Hansen stopped. His legs were trembling, and he could only breathe in great sobs.

Walker was right. There’d been four of them . . . but trash like that wasn’t what he’d trained for, lived for.

Hansen began walking back toward the battlefield, getting control of his adrenalin-charged muscles by moving them. When he was sure the surviving slaves were gone for good, he dropped the bloody crossbow.

The suit of abandoned armor was still where it had fallen. The crow lighted on it as Hansen approached.

“I can show you where a fine suit, a king’s armor, can be had,” Walker said. “Do my will and I’ll reward you.”

“Will this work?” Hansen demanded.

He knelt beside the body. The casing appeared to be mild steel, though there had to be complex electronics within. There was a single large catch, directly beneath the crossbow bolt projecting from the left armpit.

“Badly,” Walker cawed, hopping to a sapling so slender that it bobbed beneath the crow’s weight. “You won’t dare face a real warrior in flimsy junk like this.”

The helmet was a featureless ball. From a distance, Hansen had assumed there were concealed eye and breathing slits. He’d been wrong.

“Don’t tell me what I dare,” Hansen said. He released the sidecatch and flopped the suit open.

The man within had voided his bowels as he died. The stench hung in the cool air like a pond of sewage.

Hansen pulled the dead man from the armor with as much dignity as his need for haste and the corpse’s stiffening limbs permitted.

The warrior had been old, with a pepper-and-salt moustache and only a fringe of hair on his head.
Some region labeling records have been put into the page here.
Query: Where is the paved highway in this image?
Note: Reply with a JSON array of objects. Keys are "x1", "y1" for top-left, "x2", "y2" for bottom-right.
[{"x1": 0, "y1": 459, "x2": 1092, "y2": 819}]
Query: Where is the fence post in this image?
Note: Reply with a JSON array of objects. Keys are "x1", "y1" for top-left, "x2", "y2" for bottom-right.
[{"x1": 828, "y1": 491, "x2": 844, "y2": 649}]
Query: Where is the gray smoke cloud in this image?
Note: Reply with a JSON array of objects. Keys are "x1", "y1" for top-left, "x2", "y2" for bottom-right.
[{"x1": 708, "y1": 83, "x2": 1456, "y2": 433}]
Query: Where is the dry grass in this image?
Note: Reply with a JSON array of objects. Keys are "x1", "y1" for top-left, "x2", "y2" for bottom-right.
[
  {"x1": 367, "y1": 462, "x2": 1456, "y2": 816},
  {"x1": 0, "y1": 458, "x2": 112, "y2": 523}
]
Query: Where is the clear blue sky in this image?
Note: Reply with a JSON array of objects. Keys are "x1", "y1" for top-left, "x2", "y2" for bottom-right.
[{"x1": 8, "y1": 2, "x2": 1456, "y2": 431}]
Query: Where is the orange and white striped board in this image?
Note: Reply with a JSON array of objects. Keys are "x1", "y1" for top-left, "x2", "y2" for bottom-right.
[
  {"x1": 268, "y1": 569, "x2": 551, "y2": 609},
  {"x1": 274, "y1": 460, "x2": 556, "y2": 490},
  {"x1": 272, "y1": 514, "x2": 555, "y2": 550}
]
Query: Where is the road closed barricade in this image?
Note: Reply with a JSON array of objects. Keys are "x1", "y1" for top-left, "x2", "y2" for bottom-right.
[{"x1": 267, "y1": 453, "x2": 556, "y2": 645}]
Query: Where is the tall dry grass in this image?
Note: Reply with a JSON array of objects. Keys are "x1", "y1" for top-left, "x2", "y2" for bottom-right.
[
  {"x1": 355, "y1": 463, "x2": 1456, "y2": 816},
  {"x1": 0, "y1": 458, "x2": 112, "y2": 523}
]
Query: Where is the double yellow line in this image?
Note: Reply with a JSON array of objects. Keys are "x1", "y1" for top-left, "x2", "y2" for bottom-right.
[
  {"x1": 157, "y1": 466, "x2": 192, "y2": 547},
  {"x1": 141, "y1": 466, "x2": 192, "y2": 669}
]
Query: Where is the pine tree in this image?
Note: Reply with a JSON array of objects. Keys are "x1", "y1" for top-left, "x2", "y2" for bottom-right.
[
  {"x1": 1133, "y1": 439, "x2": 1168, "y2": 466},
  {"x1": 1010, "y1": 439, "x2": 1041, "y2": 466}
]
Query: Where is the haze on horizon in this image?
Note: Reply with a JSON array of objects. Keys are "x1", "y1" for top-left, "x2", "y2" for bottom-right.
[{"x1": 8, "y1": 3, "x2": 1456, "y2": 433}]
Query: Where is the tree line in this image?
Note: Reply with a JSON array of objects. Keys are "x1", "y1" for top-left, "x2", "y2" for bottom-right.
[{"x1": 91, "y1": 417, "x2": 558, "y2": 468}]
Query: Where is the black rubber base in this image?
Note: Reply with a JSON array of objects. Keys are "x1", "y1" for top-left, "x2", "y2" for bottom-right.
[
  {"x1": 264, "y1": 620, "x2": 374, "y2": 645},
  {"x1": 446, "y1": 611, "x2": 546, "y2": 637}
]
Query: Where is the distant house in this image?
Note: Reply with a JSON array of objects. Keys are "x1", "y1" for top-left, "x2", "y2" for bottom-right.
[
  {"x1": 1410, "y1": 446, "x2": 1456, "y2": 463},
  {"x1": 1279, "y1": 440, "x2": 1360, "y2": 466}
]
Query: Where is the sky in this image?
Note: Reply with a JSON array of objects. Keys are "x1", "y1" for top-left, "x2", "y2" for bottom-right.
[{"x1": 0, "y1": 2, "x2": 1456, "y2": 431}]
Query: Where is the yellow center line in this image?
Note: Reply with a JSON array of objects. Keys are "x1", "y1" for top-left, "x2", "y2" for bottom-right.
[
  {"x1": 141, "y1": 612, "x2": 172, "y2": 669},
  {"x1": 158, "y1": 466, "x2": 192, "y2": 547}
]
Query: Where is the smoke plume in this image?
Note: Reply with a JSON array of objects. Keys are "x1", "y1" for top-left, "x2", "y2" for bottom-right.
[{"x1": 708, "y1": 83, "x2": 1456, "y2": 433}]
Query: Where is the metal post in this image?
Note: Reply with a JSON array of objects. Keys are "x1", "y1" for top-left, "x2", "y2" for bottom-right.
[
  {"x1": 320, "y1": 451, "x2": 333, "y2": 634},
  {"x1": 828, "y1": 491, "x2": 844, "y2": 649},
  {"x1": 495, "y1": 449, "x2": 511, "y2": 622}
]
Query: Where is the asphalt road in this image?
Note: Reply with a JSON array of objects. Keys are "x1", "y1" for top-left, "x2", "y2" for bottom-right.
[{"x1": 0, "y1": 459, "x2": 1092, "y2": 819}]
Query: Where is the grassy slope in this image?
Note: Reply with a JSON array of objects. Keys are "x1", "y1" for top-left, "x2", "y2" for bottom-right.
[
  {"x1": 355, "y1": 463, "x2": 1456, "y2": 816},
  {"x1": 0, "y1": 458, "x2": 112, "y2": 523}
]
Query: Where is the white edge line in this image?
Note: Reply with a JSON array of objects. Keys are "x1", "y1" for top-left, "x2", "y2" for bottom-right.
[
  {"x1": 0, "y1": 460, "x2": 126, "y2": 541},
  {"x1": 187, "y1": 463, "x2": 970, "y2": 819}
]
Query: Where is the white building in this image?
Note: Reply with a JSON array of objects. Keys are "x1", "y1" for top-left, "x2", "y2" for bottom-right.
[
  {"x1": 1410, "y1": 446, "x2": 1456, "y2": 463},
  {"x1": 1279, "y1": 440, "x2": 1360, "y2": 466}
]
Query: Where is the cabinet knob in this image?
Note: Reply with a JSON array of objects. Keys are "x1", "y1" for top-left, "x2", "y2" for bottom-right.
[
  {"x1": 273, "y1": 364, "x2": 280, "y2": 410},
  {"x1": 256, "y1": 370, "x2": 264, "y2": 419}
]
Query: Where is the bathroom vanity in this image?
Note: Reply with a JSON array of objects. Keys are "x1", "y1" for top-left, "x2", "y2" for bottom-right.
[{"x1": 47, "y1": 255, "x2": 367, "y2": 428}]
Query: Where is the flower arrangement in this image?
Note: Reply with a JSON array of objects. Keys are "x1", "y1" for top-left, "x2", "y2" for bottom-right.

The bolt was through his lungs, and he’d hemorrhaged badly from his mouth and nostrils. At least they were much of a size, Hansen and the dead man. . . .

“How do I make it work?” he grunted as he lifted the body clear.

Walker stopped preening his lustrous, blue-black feathers for a moment. “The suit powers up when it closes over a man,” he said disinterestedly. “A living man, that is. But you’re a fool to trust yourself to it, Hansen.”

Hansen clucked in irritation. The suit could be stood empty on its spread legs—the warriors he’d watched had stripped in an upright position—but the piece was too heavy for Hansen to lift alone. It’d better have servos to multiply the effect of its wearer’s motions.

He braced his hands on the edges of the thorax armor and thrust his booted feet into the leg openings simultaneously. They put their pants on one leg at a time . . . , he thought with a grim smile.

The armor still stank. He lay back in it and fitted his arms into the arms of the suit. It’d stink worse in a few minutes if Hansen died in it also; and the smell would matter just as little either way.

“Walker!” he said. Would he be able to speak and hear with the suit closed up? “How do I make it throw an arc?”

The crow cocked its head. “Point your fingers and say `Cut,’ ” it said. “Spread them wider to lengthen it.”

Artificial intelligence controlled, then. How did you get AI and crude feudalism together? “And to fire a bolt?”

“The first rule of—”

“Bird!”

“Caawk!” Walker said. Then, “Point your palm and say `Shoot.’ ”

Hansen closed the armor. When the latch clicked, a display lighted in front of his eyes and tiny fans began circulating the foul air.

He got up. The visual display was streaked with raster lines and seemed to be compressing 180deg. into the width his eyes would normally allot to ninety.

“Reduce field fifty percent,” Hansen said automatically, before his conscious mind could remind him that this crude unit might not have verbal controls—or any controls at all.